LEYB RASHKIN (1903/1904-1942)
Born
Shoyel Fridman in Kuzmir (Kazimierz), Poland, he was the author of
stories. He was the manager of the local
Jewish cooperative bank and an iron merchant.
He died during WWII as he was fleeing to the Soviet Union. He began writing stories in the 1930s. He was part of the realistic wing in Yiddish
prose in Poland between the two world wars.
His only published book, Di
mentshn fun godlbozhits (The people of Godlbozhits) (Warsaw: Jewish
Universal Library, 1936), 604 pp., describes the shtetl with all of its Jewish
social classes and was warmly received by literary critics. He also published chapters of a novel in Vokhnshrift far literatur un kunst
(Weekly writing for literature and art).
“I would designate Rashkin,” noted Y. Y. Trunk, “as a very talented and
yet dialectical pen draftsman.
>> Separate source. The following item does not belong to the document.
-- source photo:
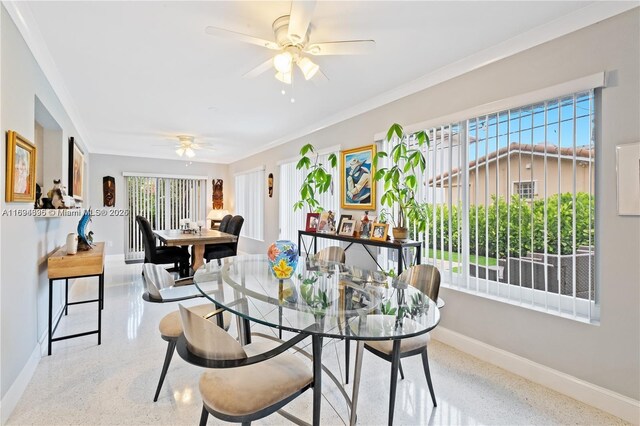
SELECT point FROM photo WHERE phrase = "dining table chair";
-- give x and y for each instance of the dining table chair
(241, 383)
(425, 278)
Rashkin
knows to go around with the liveliness of the line [but] he lacks the sense of
the living precipitousness of color.”
Rashkin with his wife
Sources: Y. Y. Trunk, Di
yidishe proze in poyln in der tekufe tsvishn beyde ṿelt milkhomes (Yiddish
prose in Poland in the era of the two world wars) (Buenos Aires, 1949), pp.
97-101; Yeshurin archive, YIVO (New York).